Time For Homes recognizes the following principles of trauma-informed support:

Trauma Awareness

Those who are trauma-informed will understand the prevalence and impact of trauma among their service recipients and within the workforce. Policy and practice reflect this awareness and may be supported with activities such as screening and assessments.

Safety

Policy and practice reflect a commitment to provide physical and emotional safety for service recipients and staff.

Choice and Empowerment

To facilitate healing and avoid re-traumatization, choice and empowerment are part of trauma-informed service delivery, both for service recipients and staff.

Strengths-Based

With a focus on strength and resilience, service recipients and staff build skills that will help them move in a positive direction.

Working with homeless and formerly homeless individuals to ensure those at the margins have agency and a voice at the table.

Including individuals who are experiencing, or have experienced, being unhoused or being housing-insecure allows Time For Homes to proactively address needs that may often be overlooked and to foster a real sense of community and ownership.

Dedicated to promoting Diversity, Equity, and Inclusion in all we do.

Diversity includes all the ways in which people differ, encompassing the different characteristics that make one individual or group different from another.

Equity is the fair treatment, access, opportunity, and advancement for all people, while at the same time striving to identify and eliminate barriers that have prevented the full participation of some groups.

Inclusion is the act of creating environments in which any individual or group can be and feel welcomed, respected, supported, and valued to fully participate.

Our Goals

Outside of the overarching goal of ensuring adequate, permanent housing is available for everyone.
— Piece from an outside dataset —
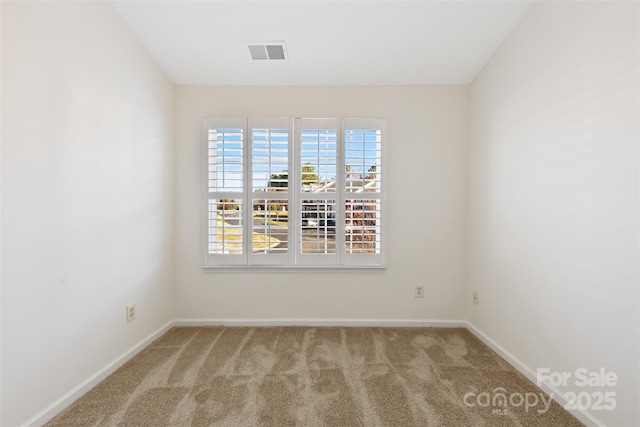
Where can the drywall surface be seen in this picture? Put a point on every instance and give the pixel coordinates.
(553, 197)
(427, 136)
(87, 153)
Time For Homes wishes to:

01. Foster Sense of Community

For all of us, especially those facing housing insecurity, a sense of community is vital to our well-being. We are working to actively promote this sense of community.

02. Take a Whole-Family Approach.

Every individual is different. Every family is different. Both are important. This is part of the reason we believe in working with the whole family to ensure everyone has the resources they need for a lifetime of success.

03. Secure Access to Healthcare.

Housing itself is a type of healthcare, but beyond that medical care, dental care, and mental health are urgent needs for most people in the vulnerable populations we serve.

04. Ensure Access to Transportation.

A place to sleep isn’t enough if you can’t get to work or make your way to a grocery store. Time For Homes lends its support to initiatives focused on mass transit, ride-sharing, etc.

05. Alternatives to Traditional Housing

We recognize that not everyone wants to live in a house or an apartment. As such, we are working to find solutions that work for these individuals and their communities.

06. Ensuring Housing Remains Available

All the good intentions in the world don’t matter if there simply isn’t a housing unit available. That’s why we support fair legislation that covers stability in rent, common sense zoning regulations, and removing discriminatory practices in housing.